One thing to keep in mind with libbio that it does not attempt to flush buffers on program exit, which means that any unwritten, unflushed data will be lost. Closing the bio files will prevent this issue.
pkg bio =
type mode
const Rd : mode
const Wr : mode
const Rw : mode
type file = struct
;;
type lineiter
type std.result(@a, err)) = union
`Eof
`Ok @a
`Err ioerr
;;
type ioerr = union
`Ebadfile
`Ebadbuf
`Ebadfd
`Eioerr
;;
type vtab = struct
read : (buf : byte[:] -> std.result(std.size, std.errno))
write : (buf : byte[:] -> std.result(std.size, std.errno))
seek : (idx : std.off -> std.result(std.off, std.errno))
close : (-> bool)
;;
impl iterable lineiter
impl iterable chariter
/* creation */
const mkfile : (fd : std.fd, mode : mode -> file#)
const dial : (srv : byte[:], mod : mode -> file#)
const mk : (mode : mode, vt : vtab -> file#)
const open : (path : byte[:], mode : mode -> std.result(file#, byte[:]))
const dial : (srv : byte[:], mode : mode -> std.result(file#, byte[:]))
const create : (path : byte[:], mode : mode, perm : int -> std.result(file#, byte[:]))
const close : (f : file# -> bool)
const free : (f : file# -> void)
/* basic i/o. Returns sub-buffer when applicable. */
const write : (f : file#, src : byte[:] -> std.result(std.size, err))
const read : (f : file#, dst : byte[:] -> std.result(std.size, err))
const flush : (f : file# -> bool)
/* seeking */
const seek : (f : file#, std.off -> std.result(std.off, ioerr))

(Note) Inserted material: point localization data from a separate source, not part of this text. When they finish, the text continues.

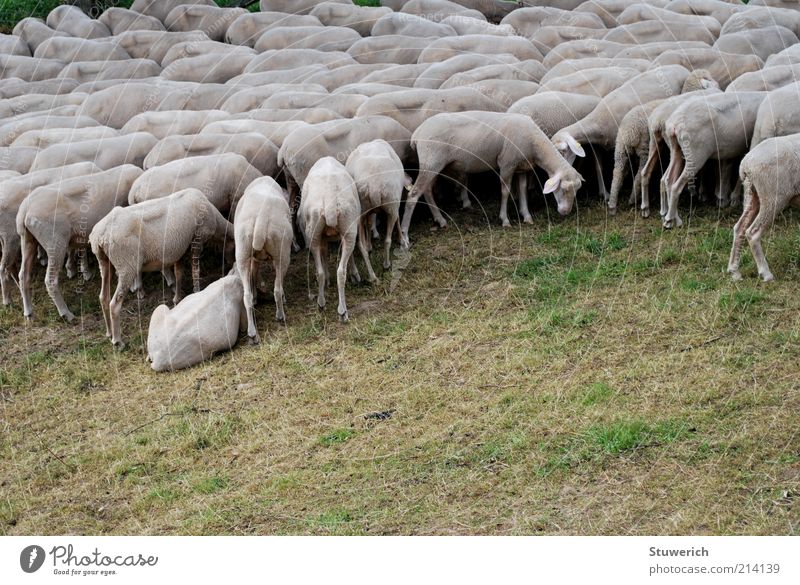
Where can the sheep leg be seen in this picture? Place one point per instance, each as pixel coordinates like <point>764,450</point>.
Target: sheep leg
<point>245,265</point>
<point>751,205</point>
<point>316,251</point>
<point>124,282</point>
<point>522,196</point>
<point>362,246</point>
<point>29,251</point>
<point>391,221</point>
<point>348,246</point>
<point>105,289</point>
<point>280,262</point>
<point>177,269</point>
<point>55,260</point>
<point>10,253</point>
<point>765,217</point>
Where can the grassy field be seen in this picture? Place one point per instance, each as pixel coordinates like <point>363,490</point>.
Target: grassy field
<point>583,375</point>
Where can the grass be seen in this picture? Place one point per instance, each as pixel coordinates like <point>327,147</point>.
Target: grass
<point>583,375</point>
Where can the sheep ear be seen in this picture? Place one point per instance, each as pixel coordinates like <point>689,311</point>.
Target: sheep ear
<point>574,146</point>
<point>551,184</point>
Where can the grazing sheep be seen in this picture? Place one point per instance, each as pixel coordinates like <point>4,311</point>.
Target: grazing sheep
<point>246,29</point>
<point>600,127</point>
<point>222,178</point>
<point>263,231</point>
<point>777,115</point>
<point>633,136</point>
<point>106,153</point>
<point>716,127</point>
<point>413,106</point>
<point>73,21</point>
<point>260,153</point>
<point>329,209</point>
<point>151,236</point>
<point>473,142</point>
<point>199,326</point>
<point>120,20</point>
<point>380,179</point>
<point>13,191</point>
<point>170,123</point>
<point>306,145</point>
<point>770,186</point>
<point>211,20</point>
<point>58,218</point>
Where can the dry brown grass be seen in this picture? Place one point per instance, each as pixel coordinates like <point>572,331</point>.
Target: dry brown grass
<point>590,376</point>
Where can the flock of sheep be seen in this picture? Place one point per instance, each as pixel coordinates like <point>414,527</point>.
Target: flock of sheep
<point>148,134</point>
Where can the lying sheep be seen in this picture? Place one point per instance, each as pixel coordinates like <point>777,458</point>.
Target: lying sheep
<point>260,153</point>
<point>473,142</point>
<point>202,324</point>
<point>13,192</point>
<point>263,231</point>
<point>151,236</point>
<point>770,186</point>
<point>329,209</point>
<point>106,153</point>
<point>379,177</point>
<point>717,127</point>
<point>222,178</point>
<point>58,218</point>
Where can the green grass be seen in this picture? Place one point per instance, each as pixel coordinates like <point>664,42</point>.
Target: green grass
<point>581,375</point>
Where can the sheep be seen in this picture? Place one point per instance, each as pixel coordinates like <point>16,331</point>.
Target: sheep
<point>71,49</point>
<point>12,192</point>
<point>412,107</point>
<point>392,49</point>
<point>633,136</point>
<point>396,23</point>
<point>260,153</point>
<point>723,67</point>
<point>328,38</point>
<point>380,179</point>
<point>597,82</point>
<point>211,20</point>
<point>441,49</point>
<point>715,127</point>
<point>330,209</point>
<point>73,21</point>
<point>34,32</point>
<point>170,123</point>
<point>762,42</point>
<point>600,127</point>
<point>160,9</point>
<point>222,178</point>
<point>569,66</point>
<point>246,29</point>
<point>16,127</point>
<point>777,115</point>
<point>150,236</point>
<point>106,153</point>
<point>306,145</point>
<point>766,79</point>
<point>58,218</point>
<point>263,231</point>
<point>201,325</point>
<point>471,142</point>
<point>770,186</point>
<point>119,20</point>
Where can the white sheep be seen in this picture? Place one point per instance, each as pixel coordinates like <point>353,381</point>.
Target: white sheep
<point>329,209</point>
<point>263,231</point>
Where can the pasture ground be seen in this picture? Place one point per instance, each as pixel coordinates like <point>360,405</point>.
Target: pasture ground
<point>583,375</point>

/* single unit operations */
const putb : (f : file#, b : byte -> std.result(std.size, err)))
const putc : (f : file#, c : char -> std.result(std.size, err)))
const getb : (f : file# -> std.result(byte, err)))
const getc : (f : file# -> std.result(char, err)))
/* peeking */
const peekb : (f : file# -> std.result(byte, err)))
const peekc : (f : file# -> std.result(char, err)))
/* delimited read; returns freshly allocated buffer. */
const readln : (f : file# -> std.result(byte[:], err)))
const readto : (f : file#, delim : byte[:] -> std.result(byte[:], err)))
const skipto : (f : file#, delim : byte[:] -> bool)
const skipspace : (f : file# -> bool)
/* iterators */
const byline : (f : file# -> lineiter)
const bychar : (f : file# -> chariter)
/* formatted i/o */
const put : (f : file#, fmt : byte[:], args : ... -> std.result(std.size, err)))
/* unsigned big endian reads */
generic getbe8 : (f : file# -> std.result(@a::(numeric,integral, err))))
generic getbe16 : (f : file# -> std.result(@a::(numeric,integral, err))))
generic getbe32 : (f : file# -> std.result(@a::(numeric,integral, err))))
generic getbe64 : (f : file# -> std.result(@a::(numeric,integral, err))))
/* signed big endian reads */
generic getle8 : (f : file# -> std.result(@a::(numeric,integral, err))))
generic getle16 : (f : file# -> std.result(@a::(numeric,integral, err))))
generic getle32 : (f : file# -> std.result(@a::(numeric,integral, err))))
generic getle64 : (f : file# -> std.result(@a::(numeric,integral, err))))
/* unsigned big endian */
generic putbe8 : (f : file#, v : @a::(numeric,integral) -> std.result(std.size, err)))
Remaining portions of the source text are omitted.